Hall Effect is the phenomenon of production of transverse voltage in a current carrying metallic slab (strip) on applying a magnetic field along a direction perpendicular to the direction of current. The transverse voltage produced in this effect is known as Hall voltage.

A current $I$ is passed through a flat metal strip (like copper) in a direction as shown in figure.

Hall effect: Hall voltage derivation

A magnetic field $B$ is applied at right angle to the strip which is directed outward of the plane. Due to this magnetic field, the charge carriers of the metallic strip experienced a force. If $q$ charge is moving with velocity $v$ then the force experienced by the charge in the magnetic field $B$ is $Bqv$.

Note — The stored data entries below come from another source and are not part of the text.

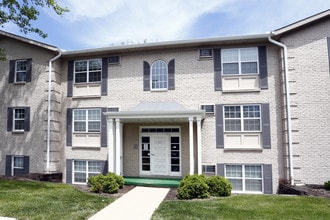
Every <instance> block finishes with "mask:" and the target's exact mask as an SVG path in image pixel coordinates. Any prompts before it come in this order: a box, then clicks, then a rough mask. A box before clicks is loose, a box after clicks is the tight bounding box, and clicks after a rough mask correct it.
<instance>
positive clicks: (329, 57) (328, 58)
mask: <svg viewBox="0 0 330 220" xmlns="http://www.w3.org/2000/svg"><path fill="white" fill-rule="evenodd" d="M328 61H329V72H330V37H328Z"/></svg>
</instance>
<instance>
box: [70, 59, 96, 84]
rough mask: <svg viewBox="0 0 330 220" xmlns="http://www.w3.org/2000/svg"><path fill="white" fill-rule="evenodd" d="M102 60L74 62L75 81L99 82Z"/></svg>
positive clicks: (79, 82) (83, 81)
mask: <svg viewBox="0 0 330 220" xmlns="http://www.w3.org/2000/svg"><path fill="white" fill-rule="evenodd" d="M101 76H102V60H101V59H95V60H83V61H75V62H74V77H75V83H91V82H101Z"/></svg>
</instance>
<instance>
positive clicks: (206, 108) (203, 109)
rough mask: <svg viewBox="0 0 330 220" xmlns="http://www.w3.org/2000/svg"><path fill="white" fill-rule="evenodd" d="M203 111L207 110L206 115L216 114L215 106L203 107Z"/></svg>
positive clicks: (205, 105)
mask: <svg viewBox="0 0 330 220" xmlns="http://www.w3.org/2000/svg"><path fill="white" fill-rule="evenodd" d="M201 109H202V110H205V113H206V114H214V105H201Z"/></svg>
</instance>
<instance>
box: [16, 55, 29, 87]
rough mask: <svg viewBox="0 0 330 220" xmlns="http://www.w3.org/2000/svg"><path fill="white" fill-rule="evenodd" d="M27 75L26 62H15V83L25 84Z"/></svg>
mask: <svg viewBox="0 0 330 220" xmlns="http://www.w3.org/2000/svg"><path fill="white" fill-rule="evenodd" d="M26 75H27V60H16V63H15V82H25V81H26Z"/></svg>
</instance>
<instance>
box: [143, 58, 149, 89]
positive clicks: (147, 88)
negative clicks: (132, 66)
mask: <svg viewBox="0 0 330 220" xmlns="http://www.w3.org/2000/svg"><path fill="white" fill-rule="evenodd" d="M143 91H150V64H149V63H148V62H147V61H143Z"/></svg>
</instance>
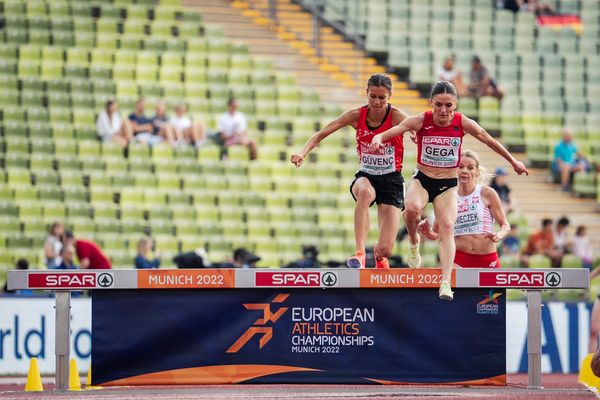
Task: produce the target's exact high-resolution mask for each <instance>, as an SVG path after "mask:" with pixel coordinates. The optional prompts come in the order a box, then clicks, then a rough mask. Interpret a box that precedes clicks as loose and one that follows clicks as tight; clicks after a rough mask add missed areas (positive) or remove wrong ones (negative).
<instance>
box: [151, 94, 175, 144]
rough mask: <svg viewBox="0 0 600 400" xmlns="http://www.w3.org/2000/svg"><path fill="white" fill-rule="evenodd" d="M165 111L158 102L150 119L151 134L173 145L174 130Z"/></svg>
mask: <svg viewBox="0 0 600 400" xmlns="http://www.w3.org/2000/svg"><path fill="white" fill-rule="evenodd" d="M166 111H167V109H166V107H165V103H164V102H163V101H159V102H158V103H157V104H156V114H155V115H154V117H152V126H153V130H152V134H153V135H154V136H158V137H160V138H162V140H164V141H165V142H167V143H169V144H173V143H175V140H176V137H175V129H174V128H173V126H172V125H170V124H169V118H168V117H167V112H166Z"/></svg>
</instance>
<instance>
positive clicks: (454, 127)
mask: <svg viewBox="0 0 600 400" xmlns="http://www.w3.org/2000/svg"><path fill="white" fill-rule="evenodd" d="M429 104H430V106H431V108H432V111H427V112H424V113H422V114H419V115H415V116H412V117H409V118H407V119H406V120H404V121H403V122H402V123H400V124H399V125H398V126H395V127H393V128H391V129H389V130H387V131H386V132H383V133H380V134H378V135H376V136H375V137H374V138H373V140H372V143H371V149H372V150H375V149H378V148H383V147H384V146H385V143H386V142H387V141H388V140H390V139H393V138H394V137H395V136H396V135H400V134H403V133H404V132H408V131H416V132H417V134H416V137H414V139H415V140H416V142H417V148H418V155H417V169H416V170H415V174H414V175H413V179H412V180H411V181H410V183H409V185H408V191H407V193H406V202H405V208H406V209H405V211H404V221H405V223H406V228H407V230H408V236H409V240H410V244H411V245H410V248H409V254H408V257H407V262H408V265H409V266H410V267H414V268H416V267H419V266H420V264H421V256H420V254H419V234H418V232H417V229H418V226H419V222H420V221H421V212H422V211H423V209H424V208H425V207H426V206H427V203H433V211H434V214H435V219H436V221H437V223H438V225H439V234H440V263H441V267H442V282H441V285H440V292H439V296H440V299H442V300H452V299H453V296H454V295H453V293H452V289H451V287H450V278H451V275H452V266H453V260H454V254H455V250H456V247H455V244H454V221H456V213H457V209H456V201H457V200H456V185H457V179H456V176H457V170H458V165H459V162H460V152H461V145H462V137H463V135H465V134H471V135H473V137H475V138H476V139H477V140H479V141H481V142H482V143H484V144H486V145H487V146H488V147H489V148H490V149H492V150H494V151H495V152H496V153H498V154H499V155H501V156H502V157H504V159H506V160H507V161H508V162H509V163H510V164H511V165H512V167H513V169H514V170H515V172H516V173H517V174H519V175H521V174H523V173H525V174H529V171H527V168H526V167H525V164H523V163H522V162H521V161H518V160H517V159H515V158H514V157H513V156H512V154H510V152H509V151H508V150H506V148H505V147H504V146H502V144H500V143H499V142H498V141H497V140H495V139H494V138H493V137H491V136H490V135H489V134H488V133H487V132H486V131H485V129H483V128H482V127H481V126H479V124H477V122H475V121H473V120H471V119H470V118H467V117H466V116H463V115H462V114H460V113H459V112H455V111H454V110H456V106H457V104H458V98H457V95H456V88H455V87H454V85H453V84H452V83H450V82H446V81H441V82H437V83H435V84H434V85H433V86H432V88H431V94H430V96H429Z"/></svg>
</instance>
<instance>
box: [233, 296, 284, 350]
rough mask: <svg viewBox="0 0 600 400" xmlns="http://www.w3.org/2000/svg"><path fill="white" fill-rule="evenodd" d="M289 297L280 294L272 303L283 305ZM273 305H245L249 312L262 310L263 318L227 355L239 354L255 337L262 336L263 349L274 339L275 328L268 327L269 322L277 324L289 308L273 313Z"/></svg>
mask: <svg viewBox="0 0 600 400" xmlns="http://www.w3.org/2000/svg"><path fill="white" fill-rule="evenodd" d="M288 296H289V294H279V295H277V296H275V298H274V299H273V301H272V303H283V302H284V301H285V300H286V299H287V298H288ZM272 303H248V304H244V307H246V309H247V310H262V311H263V317H262V318H259V319H257V320H256V321H254V324H253V325H252V326H251V327H250V328H248V329H247V330H246V332H244V333H243V334H242V336H240V337H239V338H238V340H236V341H235V343H234V344H232V345H231V347H229V349H227V353H237V352H238V351H240V349H241V348H242V347H244V346H245V345H246V343H248V341H250V339H252V338H253V337H254V336H255V335H262V336H261V338H260V340H259V346H260V348H261V349H262V348H263V347H264V346H265V345H266V344H267V343H269V340H271V338H272V337H273V327H271V326H266V324H267V322H269V321H271V322H273V323H275V322H277V320H278V319H279V318H280V317H281V316H282V315H283V314H285V312H286V311H287V310H288V307H280V308H279V310H277V311H275V312H274V313H273V312H271V304H272Z"/></svg>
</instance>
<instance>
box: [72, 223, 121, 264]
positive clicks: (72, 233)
mask: <svg viewBox="0 0 600 400" xmlns="http://www.w3.org/2000/svg"><path fill="white" fill-rule="evenodd" d="M64 245H65V246H73V247H74V248H75V252H76V253H77V258H78V259H79V262H80V263H81V268H82V269H111V268H112V266H111V264H110V260H109V259H108V257H106V255H105V254H104V253H103V252H102V250H101V249H100V247H99V246H98V245H97V244H96V243H94V242H92V241H91V240H85V239H76V238H75V237H74V236H73V233H72V232H65V243H64Z"/></svg>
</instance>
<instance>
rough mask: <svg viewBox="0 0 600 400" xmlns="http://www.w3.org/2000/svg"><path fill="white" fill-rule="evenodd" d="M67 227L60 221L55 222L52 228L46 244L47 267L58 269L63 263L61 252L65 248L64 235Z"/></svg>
mask: <svg viewBox="0 0 600 400" xmlns="http://www.w3.org/2000/svg"><path fill="white" fill-rule="evenodd" d="M64 233H65V226H64V225H63V223H62V222H60V221H55V222H53V223H52V225H51V226H50V232H49V234H48V237H47V238H46V242H45V243H44V256H45V257H46V267H48V268H57V267H58V266H59V265H60V263H61V262H62V258H61V256H60V251H61V250H62V247H63V243H62V241H63V234H64Z"/></svg>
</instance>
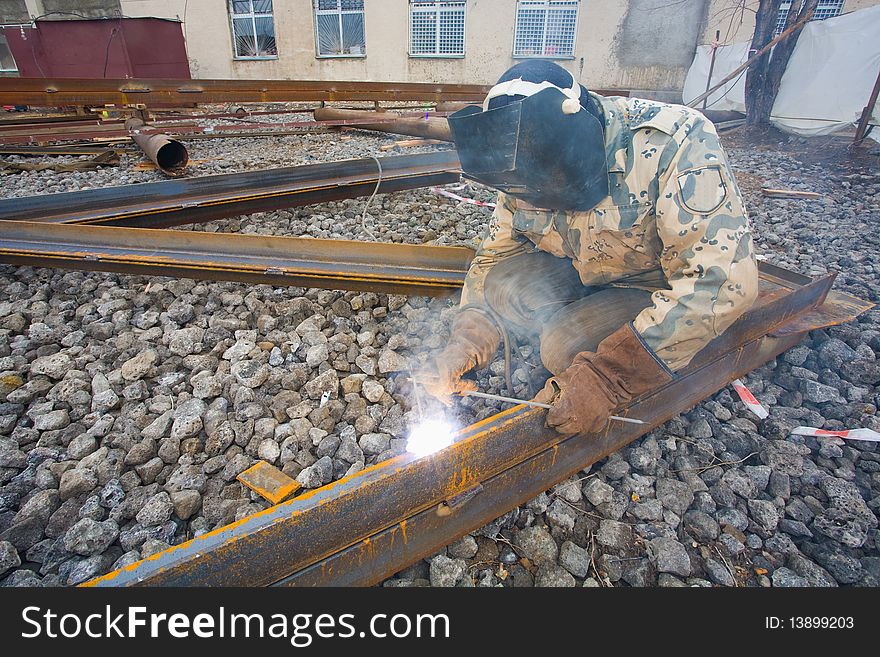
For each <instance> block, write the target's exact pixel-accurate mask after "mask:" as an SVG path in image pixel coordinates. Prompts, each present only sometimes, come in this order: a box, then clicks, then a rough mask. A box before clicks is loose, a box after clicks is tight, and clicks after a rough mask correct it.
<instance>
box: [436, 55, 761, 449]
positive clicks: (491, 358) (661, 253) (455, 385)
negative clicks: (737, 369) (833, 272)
mask: <svg viewBox="0 0 880 657" xmlns="http://www.w3.org/2000/svg"><path fill="white" fill-rule="evenodd" d="M449 125H450V128H451V130H452V134H453V137H454V140H455V146H456V149H457V150H458V154H459V158H460V160H461V168H462V172H463V174H464V175H465V176H466V177H468V178H470V179H472V180H475V181H478V182H480V183H483V184H486V185H489V186H491V187H494V188H496V189H497V190H499V194H498V200H497V207H496V209H495V212H494V214H493V216H492V218H491V220H490V221H489V224H488V226H487V228H486V232H485V234H484V236H483V240H482V243H481V244H480V247H479V249H478V250H477V252H476V255H475V257H474V259H473V261H472V262H471V265H470V268H469V270H468V273H467V277H466V279H465V283H464V289H463V292H462V297H461V306H460V308H459V310H458V314H457V315H456V317H455V320H454V322H453V326H452V331H451V335H450V338H449V341H448V344H447V346H446V347H445V349H444V350H443V351H442V352H441V353H440V354H439V355H438V356H437V357H436V359H435V361H434V365H433V367H434V369H435V371H436V374H437V378H436V379H433V382H432V383H431V384H430V385H428V390H429V392H431V393H432V394H433V395H434V396H436V397H438V398H439V399H441V400H443V401H445V402H449V400H450V399H451V395H452V394H454V393H456V392H460V391H462V390H464V389H467V388H472V387H473V385H474V383H473V382H472V381H469V380H467V379H462V376H463V375H464V374H465V373H467V372H468V371H470V370H472V369H479V368H483V367H486V366H487V365H488V364H490V363H491V362H492V360H493V359H494V357H495V354H496V351H497V349H498V346H499V343H500V341H501V337H502V335H503V334H505V333H507V332H508V331H509V332H511V333H513V334H514V335H517V336H519V337H520V338H523V339H530V340H533V341H535V342H538V343H539V346H540V349H539V353H540V357H541V361H542V364H543V367H544V368H546V370H547V373H546V375H550V378H549V379H547V381H546V384H545V385H544V388H543V389H542V390H541V391H540V392H539V393H538V394H537V396H536V399H537V400H539V401H544V402H549V403H551V404H552V408H551V409H550V410H549V411H548V414H547V424H548V426H551V427H554V428H555V429H556V430H557V431H559V432H560V433H564V434H573V433H588V432H596V431H599V430H601V429H602V428H603V427H605V425H606V423H607V421H608V418H609V416H610V415H612V414H613V413H614V411H615V410H617V409H619V408H621V407H623V406H625V405H627V404H628V403H629V402H630V401H631V400H633V399H634V398H636V397H638V396H640V395H643V394H645V393H647V392H649V391H651V390H654V389H656V388H658V387H660V386H662V385H664V384H666V383H667V382H669V381H671V380H673V379H674V378H675V377H676V373H677V372H679V371H681V370H682V369H683V368H684V367H686V366H687V364H688V363H689V362H690V361H691V359H692V358H693V357H694V355H695V354H697V353H698V352H699V351H700V350H701V349H702V348H703V347H705V346H706V345H707V344H708V343H709V342H710V341H711V340H712V339H713V338H715V337H716V336H718V335H720V334H721V333H722V332H724V331H725V329H727V328H728V327H729V326H730V325H731V324H732V323H733V322H734V320H736V318H737V317H739V316H740V315H741V314H742V313H743V312H745V311H746V310H747V309H748V308H749V307H750V306H751V305H752V303H753V301H754V300H755V298H756V296H757V292H758V270H757V266H756V262H755V257H754V253H753V247H752V236H751V233H750V230H749V223H748V218H747V216H746V213H745V211H744V209H743V203H742V197H741V194H740V191H739V189H738V188H737V185H736V181H735V179H734V176H733V173H732V172H731V169H730V166H729V164H728V162H727V158H726V156H725V154H724V151H723V149H722V147H721V144H720V143H719V140H718V136H717V134H716V132H715V128H714V126H713V125H712V123H711V122H710V121H709V120H707V119H706V118H705V117H704V116H703V115H702V114H701V113H699V112H698V111H696V110H693V109H690V108H687V107H683V106H680V105H673V104H666V103H662V102H656V101H650V100H643V99H638V98H625V97H603V96H599V95H597V94H594V93H591V92H589V91H588V90H587V89H585V88H584V87H583V86H582V85H580V84H579V83H578V82H577V81H576V80H575V79H574V77H573V76H572V74H571V73H569V72H568V71H567V70H566V69H564V68H562V67H561V66H558V65H556V64H554V63H552V62H547V61H541V60H529V61H525V62H522V63H519V64H517V65H515V66H513V67H511V68H510V69H508V70H507V72H505V73H504V75H502V76H501V78H500V79H499V80H498V82H497V84H495V86H493V87H492V89H491V90H490V91H489V93H488V95H487V96H486V98H485V100H484V102H483V104H482V106H468V107H466V108H465V109H463V110H460V111H458V112H456V113H455V114H453V115H451V116H450V117H449Z"/></svg>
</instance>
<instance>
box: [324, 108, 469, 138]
mask: <svg viewBox="0 0 880 657" xmlns="http://www.w3.org/2000/svg"><path fill="white" fill-rule="evenodd" d="M315 120H316V121H346V122H349V121H350V122H351V126H352V127H353V128H361V129H363V130H375V131H378V132H390V133H395V134H399V135H409V136H411V137H426V138H428V139H441V140H443V141H452V131H451V130H450V129H449V122H448V121H447V120H446V117H443V116H436V117H424V116H423V117H420V118H401V117H395V116H394V114H393V113H391V112H364V111H359V110H344V109H336V108H335V107H319V108H318V109H316V110H315Z"/></svg>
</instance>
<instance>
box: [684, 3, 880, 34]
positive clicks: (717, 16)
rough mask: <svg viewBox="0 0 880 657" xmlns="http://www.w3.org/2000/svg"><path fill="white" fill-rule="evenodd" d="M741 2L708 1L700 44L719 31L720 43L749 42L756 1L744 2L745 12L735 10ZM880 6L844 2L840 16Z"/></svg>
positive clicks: (744, 11) (740, 3)
mask: <svg viewBox="0 0 880 657" xmlns="http://www.w3.org/2000/svg"><path fill="white" fill-rule="evenodd" d="M740 4H742V0H710V6H709V20H708V24H707V26H706V29H705V31H704V32H703V36H702V38H701V39H700V43H712V42H713V41H714V40H715V31H716V30H721V43H739V42H742V41H751V40H752V34H753V33H754V31H755V10H756V9H757V8H758V0H746V2H745V7H746V11H739V10H736V9H735V7H736V6H737V5H740ZM876 4H880V0H844V3H843V9H842V11H841V14H846V13H849V12H851V11H858V10H859V9H865V8H866V7H873V6H874V5H876Z"/></svg>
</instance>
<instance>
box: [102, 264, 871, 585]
mask: <svg viewBox="0 0 880 657" xmlns="http://www.w3.org/2000/svg"><path fill="white" fill-rule="evenodd" d="M833 280H834V276H833V275H830V276H825V277H823V278H819V279H816V280H810V279H805V278H804V277H799V276H798V275H790V273H789V272H785V271H784V270H780V269H778V268H772V267H770V268H764V272H763V275H762V281H761V288H762V289H761V295H760V297H759V300H758V302H757V303H756V305H755V307H754V308H753V309H752V310H751V311H749V312H748V313H747V314H746V315H744V316H743V317H742V318H740V320H738V321H737V323H736V324H735V325H734V326H733V327H731V328H730V329H728V331H727V332H726V333H725V334H724V335H723V336H721V337H720V338H719V339H717V340H715V341H713V342H712V343H711V344H710V345H709V346H708V347H707V348H706V349H704V350H703V351H702V352H701V353H700V354H698V356H697V357H696V358H695V359H694V361H693V362H692V363H691V365H689V366H688V367H687V368H686V369H685V370H684V371H683V372H681V373H680V374H679V375H678V376H677V377H676V378H675V380H673V381H672V382H671V383H669V384H668V385H666V386H664V387H662V388H661V389H659V390H657V391H655V392H653V393H651V394H649V395H646V396H644V397H643V398H641V399H638V400H636V401H635V402H634V403H633V404H631V405H630V406H629V407H628V408H627V409H626V410H625V411H624V414H625V415H626V414H630V413H632V415H634V416H638V417H639V418H642V419H644V420H645V421H646V422H647V424H645V425H630V424H615V423H612V425H610V426H609V427H608V428H607V429H605V430H604V431H602V432H600V433H597V434H591V435H580V436H574V437H571V438H563V437H561V436H559V435H557V434H555V433H554V432H551V431H547V430H546V429H545V428H544V426H543V413H544V411H543V410H537V409H530V408H526V407H523V406H518V407H515V408H513V409H510V410H508V411H505V412H503V413H500V414H498V415H495V416H493V417H491V418H488V419H487V420H484V421H482V422H478V423H477V424H474V425H471V426H470V427H466V428H465V429H463V430H462V431H461V432H460V433H459V434H458V436H457V439H456V441H455V442H454V443H453V444H452V445H451V446H450V447H449V448H447V449H444V450H441V451H440V452H438V453H436V454H434V455H431V456H429V457H425V458H420V459H417V458H415V457H414V456H413V455H411V454H405V455H402V456H399V457H396V458H394V459H391V460H389V461H386V462H384V463H381V464H378V465H376V466H373V467H371V468H368V469H366V470H363V471H361V472H359V473H357V474H355V475H352V476H350V477H346V478H344V479H342V480H339V481H337V482H334V483H332V484H330V485H328V486H324V487H323V488H319V489H317V490H314V491H311V492H309V493H307V494H305V495H302V496H300V497H298V498H295V499H293V500H292V501H290V502H286V503H283V504H280V505H277V506H274V507H271V508H269V509H267V510H265V511H263V512H260V513H257V514H254V515H252V516H249V517H247V518H244V519H242V520H240V521H238V522H235V523H233V524H231V525H227V526H225V527H222V528H220V529H217V530H215V531H212V532H209V533H207V534H204V535H202V536H199V537H198V538H195V539H193V540H191V541H188V542H186V543H183V544H182V545H179V546H175V547H172V548H171V549H169V550H166V551H164V552H161V553H159V554H156V555H153V556H151V557H149V558H147V559H145V560H143V561H140V562H138V563H136V564H133V565H131V566H128V567H126V568H123V569H121V570H117V571H115V572H113V573H110V574H108V575H105V576H103V577H100V578H97V579H96V580H93V581H92V582H91V584H92V585H97V586H120V585H124V586H129V585H248V586H253V585H271V584H285V585H350V584H371V583H375V582H378V581H381V580H382V579H384V578H385V577H387V576H389V575H390V574H393V573H394V572H397V571H398V570H400V569H401V568H403V567H405V566H406V565H408V564H410V563H413V562H414V561H416V560H418V559H420V558H422V557H424V556H427V555H429V554H431V553H433V552H434V551H436V549H438V548H439V547H442V546H443V545H446V544H448V543H449V542H451V541H453V540H455V539H456V538H457V537H458V536H461V535H462V534H464V533H465V532H467V531H470V530H472V529H475V528H477V527H479V526H481V525H482V524H484V523H485V522H487V521H488V520H491V519H492V518H494V517H497V516H499V515H501V514H503V513H505V512H506V511H508V510H510V509H511V508H513V507H514V506H516V505H517V504H519V503H522V502H523V501H525V500H527V499H528V498H529V497H530V496H532V495H534V494H536V493H537V492H539V491H541V490H546V489H548V488H550V487H551V486H552V485H554V484H555V483H557V482H558V481H560V480H561V479H563V478H565V477H566V476H569V475H570V474H572V473H574V472H576V471H578V470H579V469H582V468H584V467H586V466H587V465H589V464H591V463H593V462H595V461H596V460H598V459H601V458H603V457H604V456H606V455H607V454H609V453H611V452H613V451H615V450H617V449H620V448H621V447H623V446H624V445H626V444H628V443H629V442H630V441H632V440H634V439H636V438H637V437H638V436H640V435H642V434H644V433H646V432H647V431H650V430H651V429H653V428H654V427H657V426H659V425H660V424H662V423H663V422H664V421H666V420H668V419H669V418H670V417H673V416H674V415H675V414H677V413H679V412H681V411H684V410H686V409H687V408H689V407H691V406H692V405H693V404H695V403H696V402H697V401H699V400H700V399H703V398H704V397H706V396H707V395H708V394H711V393H712V392H714V391H715V390H718V389H719V388H721V387H722V386H723V385H725V384H726V383H727V382H729V381H730V380H732V379H733V378H736V377H738V376H741V375H742V374H744V373H746V372H748V371H749V370H751V369H753V368H755V367H757V366H759V365H760V364H762V363H764V362H766V361H767V360H768V359H770V358H772V357H773V356H774V355H776V354H778V353H781V352H782V351H783V350H785V349H787V348H789V347H791V346H793V345H794V344H796V343H797V342H798V341H799V340H800V339H801V337H802V336H803V335H804V333H805V332H806V331H807V330H809V329H810V328H818V327H820V326H826V325H830V324H835V323H839V322H842V321H847V320H849V319H852V318H853V317H854V316H856V315H857V314H858V313H860V312H862V311H864V310H866V309H867V308H869V307H870V305H871V304H866V303H864V302H862V301H860V300H858V299H855V298H853V297H849V296H848V295H843V294H839V293H834V295H833V296H832V297H828V298H827V299H826V296H827V295H828V293H829V291H830V288H831V285H832V282H833ZM792 327H793V329H792Z"/></svg>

According to Fleming’s left hand rule, if the charge carriers are electrons then this force will act on them in the direction from $CD$ to $AG$. So, these electrons are accumulated at lower side $AG$ of the strip, leaving positive charge at its upper side $CD$ which makes the side $CD$ at positive potential and the side $AG$ at negative potential. In this way, a potential difference is set up. This particular potential difference between these two sides of the strip which opposed further flow of charges is called Hall potential difference or Hall voltage.

Expression for Hall Voltage

Let $V_H$ be the Hall voltage across the width $GD=d$ of the strip. Let $E$ be the electric field which is equal to the potential gradient. \[E=\frac{V_H}{d}\]

The electric force on each electron is, \[F=eE=e\frac{V_H}{d}\]

When the electrons are in equilibrium, the electric force is equal to the magnetic force i.e. \[e\frac{V_H}{d}=Bev\] \[V_H=Bvd\text{ __(1)}\]

The drift velocity of electron is given by, \[v=\frac{I}{nAe} \text{ __(2)}\]

Where, $A$ is the cross sectional area of the strip and $n$ is the charge carriers per unit volume.

From $\text{(1)}$ and $\text{(2)}$ \[V_H=\frac{BId}{nAe}\text{ __(3)}\]

Let $t$ be the thickness of the conductor, then \[A=d×t\]

Then, from equation $\text{(3)}$, \[V_H=\frac{BId}{ndte}\] \[V_H=\frac{BI}{net}\]

This is the expression for Hall Voltage. This relation shows that Hall voltage is greater in those material for which $n$ is smaller. The quantity $\frac{1}{ne}$ is known as Hall coefficient $(H_C)$.

Hall resistance of the metal strip is given by, \[R_H=\frac{V_H}{I}=\frac{Bd}{nAe}\]

Hall Effect is widely applied in many devices. It is also used to measure magnetic field strength.